MICK HAS A RIGHT TO MONEY AND CHILDREN
Legacy: Jagger with his daughters Georgia May (left) and Elizabeth. He hinted that he was going to leave his fortune to charity rather than to his children.
Mick Jagger has hinted he will leave his $500 million fortune to charity rather than his children. Although some might think this means, I think it’s a very wise parenting decision.
One might imagine that benefiting from wealth and privilege would be an infallible guarantee of happiness.
Yet, time and time again, I have seen children of wealthy people burdened by their parents’ wealth and success, with no purpose in life.
When I worked in the addiction field, a significant number of my patients were children of wealthy families, whose inheritance was like a millstone around their neck.
It’s not just Jagger who is worried: American billionaire Warren Buffett says he will give his children “enough money to do anything, but not enough to do nothing.”
He’s right: instilling a work ethic in your children is a fundamental role of a parent.

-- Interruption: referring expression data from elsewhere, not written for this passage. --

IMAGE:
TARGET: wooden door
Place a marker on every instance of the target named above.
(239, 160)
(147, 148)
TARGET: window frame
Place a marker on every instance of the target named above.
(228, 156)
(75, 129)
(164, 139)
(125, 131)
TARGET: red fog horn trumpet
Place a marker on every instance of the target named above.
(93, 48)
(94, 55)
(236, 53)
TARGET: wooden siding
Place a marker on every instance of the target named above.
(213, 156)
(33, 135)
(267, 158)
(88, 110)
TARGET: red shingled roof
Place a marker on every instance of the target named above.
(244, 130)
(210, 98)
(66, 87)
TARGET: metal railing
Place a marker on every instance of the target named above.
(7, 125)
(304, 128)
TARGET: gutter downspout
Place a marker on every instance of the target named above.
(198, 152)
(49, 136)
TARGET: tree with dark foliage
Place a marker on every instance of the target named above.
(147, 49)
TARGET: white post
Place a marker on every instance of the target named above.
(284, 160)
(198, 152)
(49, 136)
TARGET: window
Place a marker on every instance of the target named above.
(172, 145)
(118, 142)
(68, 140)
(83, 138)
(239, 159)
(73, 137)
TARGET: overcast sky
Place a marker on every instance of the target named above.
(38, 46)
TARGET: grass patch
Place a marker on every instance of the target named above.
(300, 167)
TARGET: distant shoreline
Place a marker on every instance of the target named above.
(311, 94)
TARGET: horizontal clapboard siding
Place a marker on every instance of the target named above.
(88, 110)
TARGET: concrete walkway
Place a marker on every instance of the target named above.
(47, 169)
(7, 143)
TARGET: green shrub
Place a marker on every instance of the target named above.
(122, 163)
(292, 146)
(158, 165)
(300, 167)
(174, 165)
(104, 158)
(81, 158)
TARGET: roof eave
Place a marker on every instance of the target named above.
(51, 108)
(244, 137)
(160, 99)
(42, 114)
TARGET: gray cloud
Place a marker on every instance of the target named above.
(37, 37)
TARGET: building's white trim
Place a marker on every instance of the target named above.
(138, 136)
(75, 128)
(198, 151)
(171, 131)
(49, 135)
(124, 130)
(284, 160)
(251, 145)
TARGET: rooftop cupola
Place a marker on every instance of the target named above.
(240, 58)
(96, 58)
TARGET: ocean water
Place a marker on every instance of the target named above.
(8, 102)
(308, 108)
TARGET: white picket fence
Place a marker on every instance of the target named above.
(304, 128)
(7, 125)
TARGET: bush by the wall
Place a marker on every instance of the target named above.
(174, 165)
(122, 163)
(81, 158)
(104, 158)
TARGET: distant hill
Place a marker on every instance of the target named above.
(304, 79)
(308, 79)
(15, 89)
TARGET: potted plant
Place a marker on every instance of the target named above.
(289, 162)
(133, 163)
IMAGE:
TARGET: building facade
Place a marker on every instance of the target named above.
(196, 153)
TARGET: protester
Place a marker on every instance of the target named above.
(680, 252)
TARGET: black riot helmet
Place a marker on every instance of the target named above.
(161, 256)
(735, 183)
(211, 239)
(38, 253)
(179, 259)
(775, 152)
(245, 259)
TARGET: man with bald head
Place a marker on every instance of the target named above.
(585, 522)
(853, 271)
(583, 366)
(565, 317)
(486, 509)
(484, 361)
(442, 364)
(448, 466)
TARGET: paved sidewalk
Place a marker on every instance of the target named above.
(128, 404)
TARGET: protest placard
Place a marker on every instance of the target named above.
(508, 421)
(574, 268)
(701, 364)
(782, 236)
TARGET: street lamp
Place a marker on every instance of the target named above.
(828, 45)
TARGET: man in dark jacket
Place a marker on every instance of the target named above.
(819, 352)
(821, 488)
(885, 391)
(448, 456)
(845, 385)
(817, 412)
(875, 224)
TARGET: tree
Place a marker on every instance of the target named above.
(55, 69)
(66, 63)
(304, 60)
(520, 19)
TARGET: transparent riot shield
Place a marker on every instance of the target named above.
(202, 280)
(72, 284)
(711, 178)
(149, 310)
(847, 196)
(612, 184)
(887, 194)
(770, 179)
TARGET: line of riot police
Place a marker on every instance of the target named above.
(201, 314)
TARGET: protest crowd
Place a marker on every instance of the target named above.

Around 800,000 women die worldwide because of “gender bias” in healthcare, according to a global study.
Such prejudice is true in many countries around the world. But let’s not forget that in the UK, women live four years longer than men.
Men are more likely to die at work, by suicide or by cancer.
Sir Ian McKellen has branded the trigger warnings attached to his latest performance “ridiculous”.
Signs in the theater warn against loud noise during the performance, a “reference to bereavement” and, bizarrely, a “reference to smoking”.
I tend to agree. The idea of triggers comes from PTSD, where something can suddenly cause distress symptoms when a trauma is relived.
But the reality is that the things that actually trigger symptoms in people with disabling PTSD are often obscure and idiosyncratic. A smell, a sound, a sentence.
The idea that simply bringing up topics or questioning their ideas could trigger their symptoms is laughable.
If you need to be warned that someone is going to talk about smoking in a theater, how can you expect to even walk down the street?